Quick Diagnostics Script

#!/bin/bash
# net-check.sh โ€” Quick network diagnostics
TARGET="${1:?Usage: net-check.sh <hostname> [port]}"
PORT="${2:-443}"

echo "=== Network Check: $TARGET:$PORT ==="

echo -n "DNS resolution: "
IP=$(dig +short "$TARGET" | head -1)
[[ -n "$IP" ]] && echo "$IP" || echo "FAILED"

echo -n "Ping: "
ping -c 1 -W 3 "$TARGET" > /dev/null 2>&1 && echo "OK" || echo "FAILED (may be blocked)"

echo -n "Port $PORT: "
nc -zv -w 5 "$TARGET" "$PORT" 2>&1 | grep -q "succeeded\|open" && echo "OPEN" || echo "CLOSED/FILTERED"

if [[ "$PORT" == "443" || "$PORT" == "8443" ]]; then
    echo -n "TLS: "
    echo | openssl s_client -connect "$TARGET:$PORT" -servername "$TARGET" 2>/dev/null | \
      grep -q "Verify return code: 0" && echo "VALID" || echo "INVALID/ERROR"

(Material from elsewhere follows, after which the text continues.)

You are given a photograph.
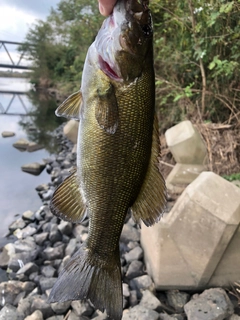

    echo -n "Certificate expiry: "
    echo | openssl s_client -connect "$TARGET:$PORT" 2>/dev/null | \
      openssl x509 -noout -enddate 2>/dev/null | sed 's/notAfter=//'
fi

echo "=== Done ==="

Tips

  • dig +short is the fastest way to check DNS from the command line. Use @8.8.8.8 to bypass local caching.
  • nc -zv is the simplest port connectivity test. If nc isn't available, use bash's /dev/tcp.
  • curl's -w format string with timing variables is the fastest way to diagnose slow HTTP requests: DNS, connect, TLS, and TTFB are all visible.
  • DNS changes propagate based on TTL. Check the current TTL with dig before expecting a DNS change to take effect.
  • /etc/hosts changes take effect immediately (no TTL, no propagation delay). Use it to test domain migrations before changing DNS.
  • When debugging "connection refused": first verify the port is open with nc, then check the service is actually listening with ss -tlnp or lsof -i.
  • mtr is better than traceroute for diagnosing packet loss โ€” it runs continuously and shows per-hop loss percentages.
  • Node.js, Python requests, and many libraries do NOT automatically use HTTP_PROXY environment variables. Check each tool's proxy documentation.